自组装高分子囊泡微纳米马达精准诱导神经干细胞生长分化

Structure simplicity and limited functionality are the bottlenecks for the development of micro/nanomotor field. To solve the problem, a self-assembly approach is proposed to integrate multiple function units (biodegrading, autonomously moving, neural stem cell stimulating), obtaining a multifunctional polymersome motor system. The motor is composed of a biodegradable polymersome, with magnetic nanoparticle encapsulated in the cavity and neurotrophic factor/glucose oxidase functionalized on the surface. Glucose oxidase can catalyze the decomposition of glucose in solution, thus providing driving force for the motor system. With an external magnetic field, the magnetic nanoparticle encapsulated motor can achieve guided motion and reach specific point of neural stem cell. The stimulation position of the neurotrophic factor on the motor, as well as the morphology, correlates with the growth/differentiation direction of the neural stem cell. By varying the stimulation position of motor, the growth/differentiation of the neural stem cell can be precisely controlled. With the capability of controlled moving and cell growth/differentiation guiding, the motor system can provide input signal precisely at single neural stem cell level. It not only provides a solution to the problem that neural stem cell growth/differentiation lacks precise control but also facilitates the application of micro/nanomotor in the biomedical field.
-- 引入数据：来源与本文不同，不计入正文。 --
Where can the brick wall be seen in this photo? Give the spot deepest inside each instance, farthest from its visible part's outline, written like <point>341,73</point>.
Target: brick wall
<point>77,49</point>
目前人工微纳米马达结构相对简单、功能比较有限是领域发展面临的重要问题。针对这一问题，本项目拟通过自组装，集成多种结构及功能组分，制备出集生物可降解、运动可控、神经干细胞刺激多功能为一体的复合高分子囊泡微纳米马达。马达主体为不同形貌的可降解高分子囊泡，内部包载磁性纳米粒，表面修饰葡萄糖氧化酶和神经营养因子。葡萄糖氧化酶以溶液中的葡萄糖为底物，通过催化反应驱动整个系统。由于包载了磁性纳米粒，马达在磁场控制下运动方向可控，能准确到达神经干细胞任一指定位点，通过表面的神经营养因子激活细胞表面受体，联合自身形貌，实现高时空分辨的神经干细胞定点刺激。调节刺激位点会影响细胞生长与分化方向，因而能通过马达精准诱导细胞的生长分化。本体系整合可控运动、神经干细胞诱导等多种功能，在单细胞水平上实现信号准确输入，有望解决当前神经干细胞生长分化诱导缺乏精准控制的问题，对推动微纳米马达在精准医疗上的应用也有重要意义。

人工微纳米马达结构简单、功能有限是领域的重要问题。针对这一问题，本项目通过生物杂交技术和自组装，集成多种结构及功能组分，制备出集生物可降解、运动可控、神经干细胞刺激多功能为一体的复合微纳米马达。通过在螺旋状藻马达系统中引入磁响应性四氧化三铁材料，实现了马达在外加磁场下的精准运动，从而定点到达预定的类神经干细胞表面。将超声与马达表面压电钛酸钡相结合，利用超声所产生的机械应力来诱导马达表面的压电材料，使其产生直流电输出，从而促进细胞在刺激位点形成轴突并实现分化。这是目前率先利用磁控压电功能来精准诱导类神经干细胞精准分化的报道。该体系巧妙地整合了可控运动、无创诱导神经干细胞分化等多种功能，在单细胞水平上实现了信号的精准输入，有望解决当前神经干细胞分化缺乏精准控制的挑战。